「フィナンシャル・タイムズ」紙の電子版は28日、「全方位外交」と呼ばれる日本の中立外交が転換点を迎えつつあると主張する記事を掲載した。
同記事は、イスラム過激派組織「イスラム国」によるとみられる日本人人質事件について触れた後で、安倍政権が「積極的平和主義」の一環として、これまでに同盟国への武器輸出から尖閣諸島周辺での警備の強化などを正当化してきたと紹介。また安倍首相は戦争を放棄することを定めた日本国憲法の第9条を改正することを望んでいるが、「非常に平和的な国民」は、ほぼ確実に国民投票で改憲を否決するだろうと述べている。
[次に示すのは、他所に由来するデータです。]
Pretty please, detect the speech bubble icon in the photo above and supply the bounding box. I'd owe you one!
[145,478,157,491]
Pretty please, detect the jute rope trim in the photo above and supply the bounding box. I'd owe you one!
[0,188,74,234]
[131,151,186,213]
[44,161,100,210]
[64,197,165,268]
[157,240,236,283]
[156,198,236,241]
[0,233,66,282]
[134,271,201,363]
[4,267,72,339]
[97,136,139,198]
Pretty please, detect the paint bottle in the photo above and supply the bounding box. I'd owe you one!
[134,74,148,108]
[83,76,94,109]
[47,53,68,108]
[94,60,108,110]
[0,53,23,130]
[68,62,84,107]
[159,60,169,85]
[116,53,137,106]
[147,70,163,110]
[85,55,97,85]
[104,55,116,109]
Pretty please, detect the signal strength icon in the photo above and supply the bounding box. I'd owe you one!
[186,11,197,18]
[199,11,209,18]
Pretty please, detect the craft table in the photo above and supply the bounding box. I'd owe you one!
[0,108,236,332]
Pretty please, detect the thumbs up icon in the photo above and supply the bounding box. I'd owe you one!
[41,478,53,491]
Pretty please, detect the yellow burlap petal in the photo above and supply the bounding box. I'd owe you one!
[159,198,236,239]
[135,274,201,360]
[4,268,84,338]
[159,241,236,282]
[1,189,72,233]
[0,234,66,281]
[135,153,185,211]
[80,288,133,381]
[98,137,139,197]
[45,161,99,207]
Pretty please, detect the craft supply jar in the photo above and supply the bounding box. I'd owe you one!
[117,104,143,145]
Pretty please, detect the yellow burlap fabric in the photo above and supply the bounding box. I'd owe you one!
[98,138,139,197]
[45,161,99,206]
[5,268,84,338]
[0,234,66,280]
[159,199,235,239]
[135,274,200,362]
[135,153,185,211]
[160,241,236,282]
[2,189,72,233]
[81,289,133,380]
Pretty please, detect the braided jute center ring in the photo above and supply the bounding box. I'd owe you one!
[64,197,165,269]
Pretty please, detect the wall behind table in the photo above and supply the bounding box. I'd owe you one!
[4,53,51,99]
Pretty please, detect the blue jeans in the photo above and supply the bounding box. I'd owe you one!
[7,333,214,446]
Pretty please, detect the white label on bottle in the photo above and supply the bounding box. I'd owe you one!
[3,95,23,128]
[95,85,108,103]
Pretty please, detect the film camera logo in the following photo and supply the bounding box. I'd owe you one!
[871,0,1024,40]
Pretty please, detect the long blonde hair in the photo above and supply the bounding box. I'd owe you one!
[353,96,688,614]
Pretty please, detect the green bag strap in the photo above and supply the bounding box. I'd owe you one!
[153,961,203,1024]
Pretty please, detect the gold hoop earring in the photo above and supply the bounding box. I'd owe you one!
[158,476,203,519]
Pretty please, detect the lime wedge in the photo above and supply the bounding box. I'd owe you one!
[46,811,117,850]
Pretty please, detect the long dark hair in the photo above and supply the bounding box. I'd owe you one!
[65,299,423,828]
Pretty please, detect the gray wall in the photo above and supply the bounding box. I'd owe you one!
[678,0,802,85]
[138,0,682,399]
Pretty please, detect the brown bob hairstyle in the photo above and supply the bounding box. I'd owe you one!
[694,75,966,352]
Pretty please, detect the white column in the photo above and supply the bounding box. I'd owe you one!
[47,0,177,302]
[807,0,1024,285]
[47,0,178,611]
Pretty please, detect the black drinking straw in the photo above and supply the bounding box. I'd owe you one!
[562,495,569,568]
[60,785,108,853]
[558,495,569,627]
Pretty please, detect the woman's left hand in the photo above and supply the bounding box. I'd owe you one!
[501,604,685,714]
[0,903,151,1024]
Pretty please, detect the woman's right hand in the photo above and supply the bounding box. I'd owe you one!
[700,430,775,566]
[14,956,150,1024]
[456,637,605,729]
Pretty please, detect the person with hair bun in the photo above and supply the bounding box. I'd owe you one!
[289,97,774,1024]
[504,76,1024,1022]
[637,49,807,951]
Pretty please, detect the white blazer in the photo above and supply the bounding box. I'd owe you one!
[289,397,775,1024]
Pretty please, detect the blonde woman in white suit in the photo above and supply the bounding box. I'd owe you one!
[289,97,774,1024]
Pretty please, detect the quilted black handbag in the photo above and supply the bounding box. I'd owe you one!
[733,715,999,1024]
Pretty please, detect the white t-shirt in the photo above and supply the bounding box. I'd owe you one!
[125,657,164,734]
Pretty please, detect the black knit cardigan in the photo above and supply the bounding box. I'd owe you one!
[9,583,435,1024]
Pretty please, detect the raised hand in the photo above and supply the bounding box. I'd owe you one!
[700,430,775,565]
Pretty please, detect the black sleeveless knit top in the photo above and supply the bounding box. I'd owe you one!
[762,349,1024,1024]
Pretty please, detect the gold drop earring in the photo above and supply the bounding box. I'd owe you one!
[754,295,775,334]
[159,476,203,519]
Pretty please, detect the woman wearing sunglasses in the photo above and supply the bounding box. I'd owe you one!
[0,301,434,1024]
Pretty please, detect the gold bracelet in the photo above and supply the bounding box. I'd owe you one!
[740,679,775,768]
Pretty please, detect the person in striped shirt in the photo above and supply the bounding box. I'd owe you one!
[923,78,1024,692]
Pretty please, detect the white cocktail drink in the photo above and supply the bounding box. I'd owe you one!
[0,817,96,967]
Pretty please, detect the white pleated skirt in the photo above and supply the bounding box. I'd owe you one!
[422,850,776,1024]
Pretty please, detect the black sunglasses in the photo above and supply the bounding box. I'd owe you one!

また同記事は、戦後の日本が「大雑把に言えば、皆の友人である振りをしながら自身の経済的な利益を追求する」ことを意味する「全方位外交」を掲げてきたと説明。現時点では、日本を防衛するという「汚れ仕事」は「米国に外注している」と述べた。一方で、日本の経済的な影響力が弱まり、中国の勃興や米同時多発テロによって悪化した戦略地政学的な問題に直面している現在では、日本の「中立という幻想」をうまく実現することが難しくなってきていると伝えている。